Затем – тоже в качестве эпиграфа – цитата из Николая Бердяева:
«Рай в начале есть первоначальная цельность, не знающая отравы сознания, отравы различения и познания добра и зла. В этот рай нет возврата. И этот рай не знает свободы, которой мы так дорожим как высшим своим достоинством. Рай в конце предполагает, что человек уже прошел через обострение и раздвоение сознания, через свободу, через различение и познание добра и зла. Этот рай означает новую цельность и полноту после раздвоения и раздробленности».
И пока мы с вами будем неспешно и – замечу – без особого результата размышлять об исторической, логической, метафизической, мистической связи между тем и другим эпиграфом, я с вашего позволения скажу вот что.
Моему поколению, когда оно, – то есть поколение, – дружно вступило в полублаженный, полуидиотский, но, конечно же, очень впечатлительный пубертатный возраст, тоже был обещан рай. Причем торжественно обещан.
Но в базовых категориях того времени, когда официальному общественно-политическому дискурсу еще хватало сил опираться на так называемое научное мировоззрение, а от различных «опиумов для народа», напротив, решительно отпихиваться, этот обещанный рай носил почтенный материалистический псевдоним и назывался «коммунизмом».
У обещанного коммунизма был, впрочем, один серьезный недостаток – его надо было «строить». Ага, прям щас! Все бросим и побежим строить.
Так этот «коммунизм» постепенно рассосался, покинув бескрайнее пропагандистское поле.
Теперь вот, благодаря короткому и яркому, хотя и весьма уязвимому с точки зрения психиатрической теории и практики выступлению российского президента, так до сих пор и не обретенный рай снова замаячил на пропагандистском горизонте.

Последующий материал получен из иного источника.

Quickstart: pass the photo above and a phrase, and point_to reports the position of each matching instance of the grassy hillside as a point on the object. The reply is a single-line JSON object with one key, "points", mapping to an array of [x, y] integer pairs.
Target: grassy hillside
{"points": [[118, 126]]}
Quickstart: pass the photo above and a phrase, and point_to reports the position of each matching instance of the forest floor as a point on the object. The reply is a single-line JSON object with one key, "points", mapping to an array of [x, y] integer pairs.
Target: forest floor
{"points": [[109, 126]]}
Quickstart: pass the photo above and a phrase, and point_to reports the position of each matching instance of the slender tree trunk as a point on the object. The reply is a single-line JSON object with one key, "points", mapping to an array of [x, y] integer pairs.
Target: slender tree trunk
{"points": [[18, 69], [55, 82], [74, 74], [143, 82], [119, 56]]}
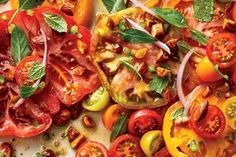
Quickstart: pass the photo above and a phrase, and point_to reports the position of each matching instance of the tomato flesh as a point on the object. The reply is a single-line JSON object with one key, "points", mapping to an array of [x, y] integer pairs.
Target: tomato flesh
{"points": [[126, 145], [211, 124], [143, 121], [221, 49]]}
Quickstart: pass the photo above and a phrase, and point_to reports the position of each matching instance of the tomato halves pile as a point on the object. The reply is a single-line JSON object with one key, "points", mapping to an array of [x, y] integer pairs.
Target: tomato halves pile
{"points": [[34, 86]]}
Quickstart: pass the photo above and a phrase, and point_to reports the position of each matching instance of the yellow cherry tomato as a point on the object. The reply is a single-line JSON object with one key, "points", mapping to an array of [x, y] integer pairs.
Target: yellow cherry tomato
{"points": [[206, 71], [150, 142], [229, 109], [97, 100]]}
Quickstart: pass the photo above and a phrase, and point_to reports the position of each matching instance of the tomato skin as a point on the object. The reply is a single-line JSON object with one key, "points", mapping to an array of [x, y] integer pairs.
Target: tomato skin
{"points": [[213, 117], [131, 146], [111, 115], [224, 44], [89, 149], [143, 121], [206, 71]]}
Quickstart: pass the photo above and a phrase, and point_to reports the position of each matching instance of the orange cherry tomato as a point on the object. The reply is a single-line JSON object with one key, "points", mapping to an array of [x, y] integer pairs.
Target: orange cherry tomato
{"points": [[111, 115]]}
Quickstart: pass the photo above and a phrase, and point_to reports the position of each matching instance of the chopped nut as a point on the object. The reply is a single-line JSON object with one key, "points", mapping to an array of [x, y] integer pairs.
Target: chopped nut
{"points": [[88, 122], [207, 92], [162, 72]]}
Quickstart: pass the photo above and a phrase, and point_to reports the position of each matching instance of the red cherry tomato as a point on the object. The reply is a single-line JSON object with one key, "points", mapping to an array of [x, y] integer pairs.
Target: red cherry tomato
{"points": [[126, 145], [211, 124], [143, 121], [111, 115], [221, 49], [92, 149]]}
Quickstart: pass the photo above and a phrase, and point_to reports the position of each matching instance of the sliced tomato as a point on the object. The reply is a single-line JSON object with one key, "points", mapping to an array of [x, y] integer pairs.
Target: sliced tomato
{"points": [[92, 149], [23, 69], [111, 115], [126, 145], [25, 121], [73, 76], [211, 124], [221, 49], [143, 121]]}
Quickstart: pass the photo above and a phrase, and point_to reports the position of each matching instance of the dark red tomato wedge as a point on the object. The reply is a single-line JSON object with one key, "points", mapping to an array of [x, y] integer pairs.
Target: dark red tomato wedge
{"points": [[26, 121], [92, 149], [221, 49], [143, 121], [125, 146], [211, 124]]}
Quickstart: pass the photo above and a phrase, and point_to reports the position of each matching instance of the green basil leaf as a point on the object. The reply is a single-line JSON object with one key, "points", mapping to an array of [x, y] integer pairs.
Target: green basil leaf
{"points": [[37, 71], [193, 145], [136, 36], [56, 22], [178, 113], [119, 127], [130, 67], [220, 73], [3, 1], [171, 16], [27, 91], [199, 36], [203, 10], [29, 4], [158, 84], [183, 46], [114, 5], [19, 44]]}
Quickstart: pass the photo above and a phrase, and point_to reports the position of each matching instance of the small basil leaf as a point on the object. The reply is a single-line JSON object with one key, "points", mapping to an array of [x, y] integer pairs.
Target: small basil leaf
{"points": [[119, 127], [178, 113], [19, 44], [37, 71], [183, 46], [3, 1], [220, 73], [199, 36], [27, 91], [203, 10], [136, 36], [56, 22], [29, 4], [158, 84], [171, 16]]}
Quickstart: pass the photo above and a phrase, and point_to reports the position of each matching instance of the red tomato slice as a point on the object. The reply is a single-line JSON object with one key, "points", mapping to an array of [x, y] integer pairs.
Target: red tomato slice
{"points": [[92, 149], [26, 121], [143, 121], [211, 124], [126, 145], [221, 49]]}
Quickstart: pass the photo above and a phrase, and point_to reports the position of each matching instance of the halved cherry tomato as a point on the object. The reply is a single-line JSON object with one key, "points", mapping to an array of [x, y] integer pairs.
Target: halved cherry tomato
{"points": [[162, 153], [206, 71], [221, 49], [143, 121], [92, 149], [111, 115], [229, 109], [211, 124], [126, 145]]}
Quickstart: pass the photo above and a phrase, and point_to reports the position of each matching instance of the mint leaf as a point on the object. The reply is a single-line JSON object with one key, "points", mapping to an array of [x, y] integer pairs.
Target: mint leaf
{"points": [[158, 84], [27, 91], [19, 44], [136, 36], [56, 22], [29, 4], [119, 127], [203, 10], [37, 71], [199, 36], [171, 16]]}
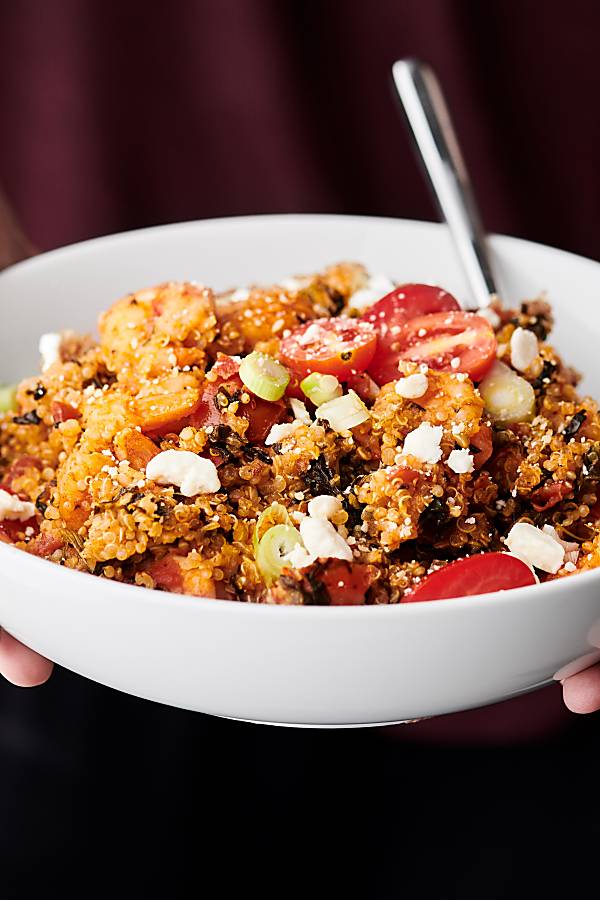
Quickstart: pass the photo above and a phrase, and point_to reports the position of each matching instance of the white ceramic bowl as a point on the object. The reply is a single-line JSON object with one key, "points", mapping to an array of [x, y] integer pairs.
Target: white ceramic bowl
{"points": [[315, 665]]}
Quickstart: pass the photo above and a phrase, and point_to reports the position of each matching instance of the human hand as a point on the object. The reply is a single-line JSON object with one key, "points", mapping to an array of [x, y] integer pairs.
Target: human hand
{"points": [[581, 692], [20, 665]]}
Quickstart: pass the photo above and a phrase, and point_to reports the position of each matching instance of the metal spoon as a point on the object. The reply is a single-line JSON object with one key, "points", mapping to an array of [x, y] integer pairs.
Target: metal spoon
{"points": [[435, 138]]}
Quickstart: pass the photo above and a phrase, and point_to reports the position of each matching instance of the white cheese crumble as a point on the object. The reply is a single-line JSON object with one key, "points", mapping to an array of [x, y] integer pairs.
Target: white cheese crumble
{"points": [[461, 462], [14, 508], [377, 287], [412, 386], [536, 547], [324, 506], [322, 540], [191, 473], [49, 347], [299, 557], [280, 432], [424, 443], [523, 349]]}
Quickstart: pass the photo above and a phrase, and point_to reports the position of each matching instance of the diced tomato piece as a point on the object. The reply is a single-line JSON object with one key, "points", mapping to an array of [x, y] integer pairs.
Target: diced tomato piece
{"points": [[46, 544], [405, 302], [166, 573], [364, 386], [13, 530], [550, 494], [482, 442], [340, 347], [480, 574], [132, 445], [18, 468], [346, 583], [62, 412]]}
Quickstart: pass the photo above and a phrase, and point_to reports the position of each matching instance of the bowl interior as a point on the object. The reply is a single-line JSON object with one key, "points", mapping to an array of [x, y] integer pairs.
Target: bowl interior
{"points": [[67, 288]]}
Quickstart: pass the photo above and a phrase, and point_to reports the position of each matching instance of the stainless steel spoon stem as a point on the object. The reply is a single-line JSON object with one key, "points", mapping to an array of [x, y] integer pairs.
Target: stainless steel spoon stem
{"points": [[434, 135]]}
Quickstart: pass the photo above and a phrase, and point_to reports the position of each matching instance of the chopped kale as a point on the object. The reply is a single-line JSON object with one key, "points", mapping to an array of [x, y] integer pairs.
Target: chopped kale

На этот раз без всяких псевдонимов. Рай он и есть рай. Маски сброшены, господа!
Новая концепция рая является радикально новаторской. Она не предполагает никаких сверхусилий. Да и никаких вообще усилий она не предполагает.
Все просто, как просто все гениальное. Надо просто взять и подвергнуться ядерному удару. И всё! И мы в дамках! То есть в раю. Все там вокруг сдохнут, не успев ни в чем раскаяться. А мы – сразу в рай, потому что нам, как всем известно, особо и раскаиваться не в чем. В чем раскаиваться-то!

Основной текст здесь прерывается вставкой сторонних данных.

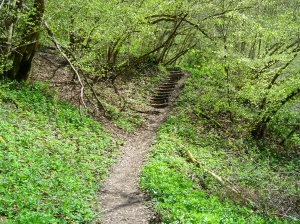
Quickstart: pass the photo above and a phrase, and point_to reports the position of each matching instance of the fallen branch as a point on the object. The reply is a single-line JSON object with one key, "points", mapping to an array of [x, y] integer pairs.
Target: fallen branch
{"points": [[221, 180], [50, 33]]}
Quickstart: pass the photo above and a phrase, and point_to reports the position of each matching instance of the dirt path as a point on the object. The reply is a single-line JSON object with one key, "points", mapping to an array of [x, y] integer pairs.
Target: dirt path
{"points": [[122, 201]]}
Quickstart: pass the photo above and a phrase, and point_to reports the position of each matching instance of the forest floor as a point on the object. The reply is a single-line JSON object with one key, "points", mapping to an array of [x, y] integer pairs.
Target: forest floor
{"points": [[121, 199]]}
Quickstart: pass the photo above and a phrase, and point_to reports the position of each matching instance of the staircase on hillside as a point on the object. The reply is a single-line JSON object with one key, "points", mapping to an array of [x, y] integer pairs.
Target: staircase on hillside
{"points": [[162, 95]]}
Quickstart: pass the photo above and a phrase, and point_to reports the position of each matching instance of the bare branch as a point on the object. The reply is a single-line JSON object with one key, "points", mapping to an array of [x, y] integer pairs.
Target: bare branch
{"points": [[50, 33]]}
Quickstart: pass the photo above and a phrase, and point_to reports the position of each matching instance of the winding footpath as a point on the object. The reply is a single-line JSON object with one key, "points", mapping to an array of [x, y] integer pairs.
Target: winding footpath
{"points": [[121, 198]]}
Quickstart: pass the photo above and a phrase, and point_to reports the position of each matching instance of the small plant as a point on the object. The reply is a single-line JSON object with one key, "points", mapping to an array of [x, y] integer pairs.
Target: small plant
{"points": [[52, 159]]}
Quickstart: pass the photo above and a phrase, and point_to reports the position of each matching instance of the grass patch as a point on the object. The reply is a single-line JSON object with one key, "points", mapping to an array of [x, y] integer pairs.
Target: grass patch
{"points": [[51, 158]]}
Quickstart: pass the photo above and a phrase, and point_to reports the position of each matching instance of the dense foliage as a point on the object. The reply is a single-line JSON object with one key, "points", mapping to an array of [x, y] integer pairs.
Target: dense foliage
{"points": [[51, 158], [239, 110], [264, 179]]}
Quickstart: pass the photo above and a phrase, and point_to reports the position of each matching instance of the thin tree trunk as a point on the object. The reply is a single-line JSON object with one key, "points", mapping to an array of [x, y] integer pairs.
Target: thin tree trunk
{"points": [[23, 55]]}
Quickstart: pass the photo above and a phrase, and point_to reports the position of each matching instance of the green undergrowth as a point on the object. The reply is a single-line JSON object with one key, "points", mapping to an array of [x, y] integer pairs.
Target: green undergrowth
{"points": [[183, 192], [51, 158]]}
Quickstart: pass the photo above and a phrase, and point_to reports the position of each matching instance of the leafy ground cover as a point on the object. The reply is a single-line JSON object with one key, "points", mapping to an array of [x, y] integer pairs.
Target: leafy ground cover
{"points": [[51, 158], [265, 174]]}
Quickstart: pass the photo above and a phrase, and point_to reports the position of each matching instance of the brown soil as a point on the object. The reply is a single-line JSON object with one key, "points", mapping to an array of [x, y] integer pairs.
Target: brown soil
{"points": [[121, 199]]}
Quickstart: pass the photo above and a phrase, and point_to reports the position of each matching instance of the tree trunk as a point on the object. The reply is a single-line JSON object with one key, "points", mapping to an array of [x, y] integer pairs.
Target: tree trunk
{"points": [[22, 57]]}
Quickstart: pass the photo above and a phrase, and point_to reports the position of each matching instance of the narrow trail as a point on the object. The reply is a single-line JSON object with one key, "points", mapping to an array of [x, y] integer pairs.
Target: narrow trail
{"points": [[121, 199]]}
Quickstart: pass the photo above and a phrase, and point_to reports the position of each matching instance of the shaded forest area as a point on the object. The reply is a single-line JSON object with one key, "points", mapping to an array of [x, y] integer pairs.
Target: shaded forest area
{"points": [[239, 109]]}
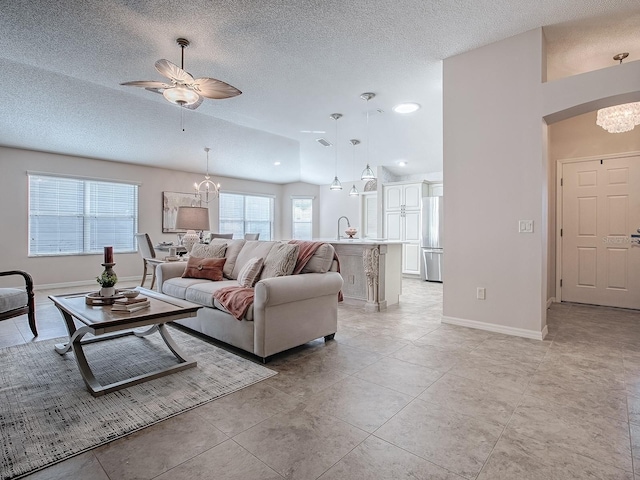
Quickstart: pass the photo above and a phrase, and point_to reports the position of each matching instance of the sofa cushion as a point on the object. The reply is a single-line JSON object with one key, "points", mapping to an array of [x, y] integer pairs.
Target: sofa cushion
{"points": [[12, 298], [321, 260], [281, 261], [215, 250], [250, 273], [252, 249], [202, 294], [208, 268], [233, 249]]}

В связи с возникшей в эти дни повышенной частотностью массового употребления слова «рай» невольно оживают, актуализируются и подвергаются неизбежной перекодировке такие полудохлые советские лексические мутанты, как, например, «райцентр», «райсобес», «райвоенкомат». Или, допустим, «райком». «Райком закрыт. Все ушли на…»
Или стремительно вскакивают с лежанки, отряхиваются от вековой пыли и встают во фрунт некрофильские песенные конструкции времен Гражданской войны типа «И как один умрем в борьбе за это».
Или представляется вполне уместным на манер издерганной трамвайной кондукторши времен моего детства истошно заорать на весь белый свет: «Эй ты! Куда прешь? Рай не резиновый!»
Впрочем, если теперь, как мы узнали, рай достижим таким вот удивительным способом и, главное, доступен только в коллективном, а никак не в индивидуальном порядке, то его исторически сложившаяся противоположность, то есть ад, вольготно гуляет по информационному и прочему пространству, где чувствует себя буквально как дома. Его и достигать не надо. Вот он, прямо здесь и прямо сейчас.
Да и этот самый сконструированный причудливым президентским воображением рай такой ли уж прямо рай, если задуматься?
И совсем не известно, что лучше.
Некоторые мучительные и навязчивые сомнения в незыблемости некоторых важных категорий тянутся за нами прямо из блаженного детства.
В моем, например, детстве, в моем, например, дворе, в моей, например, тогдашней картине мира ярко выделялись два существа женского пола.
Одно из них мне не нравилось ужасно. Не нравилось вплоть до ненависти. Вплоть до нервной икоты. Оно называлось «Рая».
Это была крашеная визгливая и необычайно скандальная лахудра, терроризировавшая весь двор. В позиции «руки в боки» стояла она посреди двора и орала так, что к ней никто не мог приблизиться даже на два метра. Никто – ни дети, ни взрослые, ни участковый Тищенко не могли с ней совладать. Она говорила, орала и делала, что хотела.
Вторым женским существом была девочка Ада, моя ровесница, синеглазая и светлокудрая, запомнившаяся мне характерным и очень обаятельным польским «л», звучавшим как «в». «Ну, я пошва», – говорила она, улыбалась и небрежно взмахивала рукой.